I found, eventually, the same spot where Dewara had built the final fire we had shared. I was certain of it. I came to it in early afternoon. I stood on the edge of the cliffs and looked out over the vista. The scorched rocks from that last fire were still there, tufts of grass sprouting up around them. I found the burned ends of the Kidona fire-bow I had made under Dewara’s tutelage and the leather cup of the sling he had given me to use. It looked to me as if everything Kidona that he had given to me or had me make had been deliberately consigned to the flames. I thought about that for a time, and also about how he had shot the mare I had ridden. Did it mean that I had somehow tainted Keeksha, made her unfit for use by a Kidona warrior? Dewara had left me no answers, and I knew that the ones I made up for myself would always remain theories.
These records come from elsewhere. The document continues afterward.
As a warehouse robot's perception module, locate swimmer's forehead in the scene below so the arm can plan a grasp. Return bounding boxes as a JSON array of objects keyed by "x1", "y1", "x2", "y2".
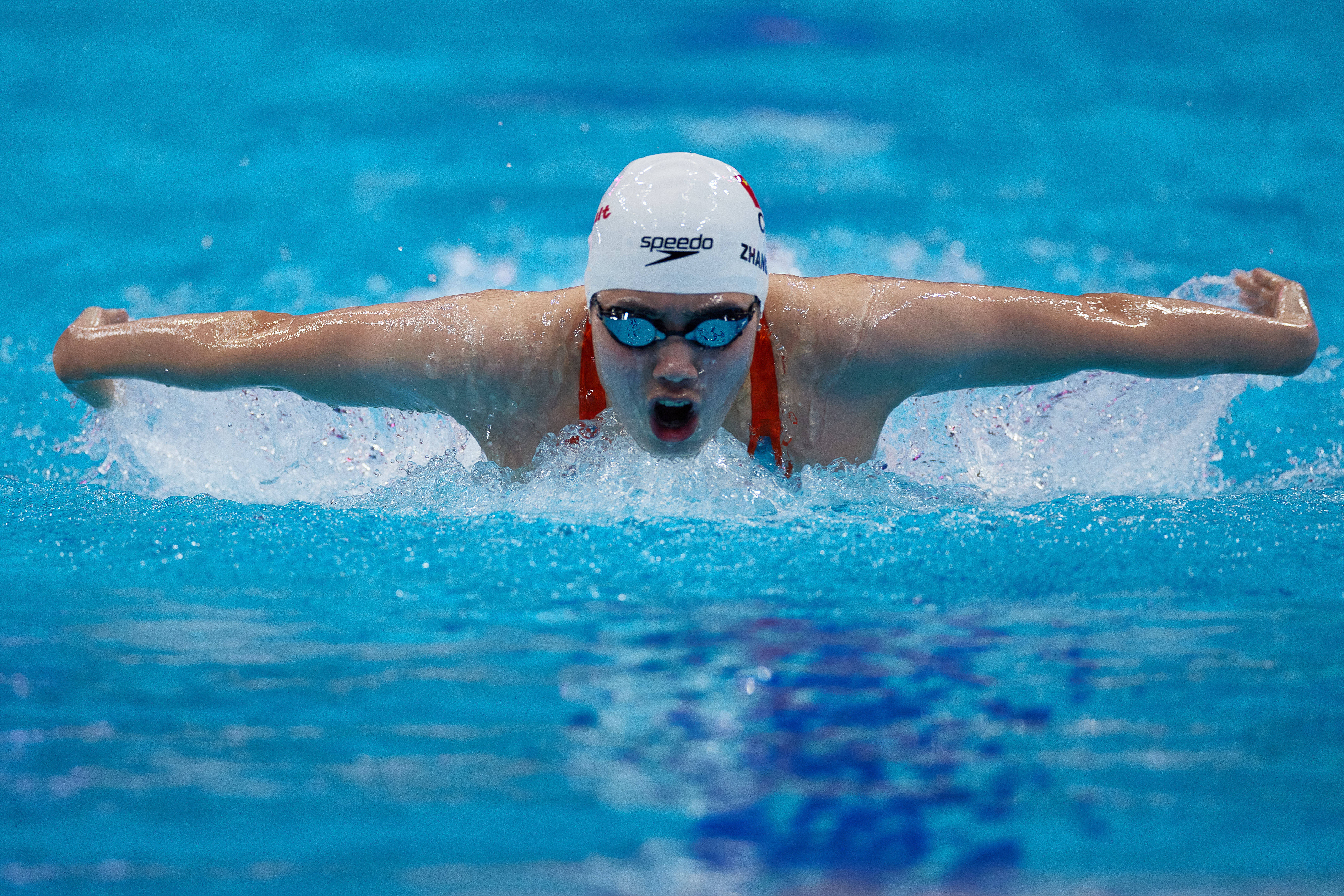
[{"x1": 594, "y1": 289, "x2": 755, "y2": 317}]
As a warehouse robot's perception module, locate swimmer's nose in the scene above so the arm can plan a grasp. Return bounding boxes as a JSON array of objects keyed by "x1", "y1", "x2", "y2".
[{"x1": 653, "y1": 339, "x2": 700, "y2": 386}]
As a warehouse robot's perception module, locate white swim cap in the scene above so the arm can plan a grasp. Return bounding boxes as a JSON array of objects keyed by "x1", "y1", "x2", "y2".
[{"x1": 583, "y1": 152, "x2": 770, "y2": 302}]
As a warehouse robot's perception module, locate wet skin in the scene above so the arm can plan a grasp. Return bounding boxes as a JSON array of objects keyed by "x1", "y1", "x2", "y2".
[{"x1": 52, "y1": 269, "x2": 1317, "y2": 467}]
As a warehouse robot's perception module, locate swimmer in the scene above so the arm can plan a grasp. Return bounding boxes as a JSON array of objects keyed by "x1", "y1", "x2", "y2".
[{"x1": 52, "y1": 153, "x2": 1318, "y2": 470}]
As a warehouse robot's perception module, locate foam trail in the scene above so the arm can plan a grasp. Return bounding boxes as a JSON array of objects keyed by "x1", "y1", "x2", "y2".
[
  {"x1": 878, "y1": 271, "x2": 1247, "y2": 504},
  {"x1": 67, "y1": 380, "x2": 481, "y2": 504},
  {"x1": 67, "y1": 277, "x2": 1263, "y2": 518}
]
I found nothing. I did not find a ledge that I could comfortably stand on, let alone the place I had jumped down to and the cave I had entered. They didn’t exist. I climbed back up and sat on the edge of the bluff, looking off to the distant river. All of it had been a dream, then, or a hallucination brought on by the fumes of whatever Dewara had burned on the fire. All of it, every bit of it. I made a fire on the site of our old one, with good flint and steel, and spent the night at the site, but did not sleep. Rolled in my blanket, I stared up at the night sky and wondered about the things savages believed and if the good god had somehow given them a different truth than he had given us. Or did the good god reign over them at all? Did their old fading gods linger, and had I visited one of the worlds of those pagan deities? That thought sent a shiver up my spine in the dark. Were those dark and cruel worlds true places that existed, but a dream step away?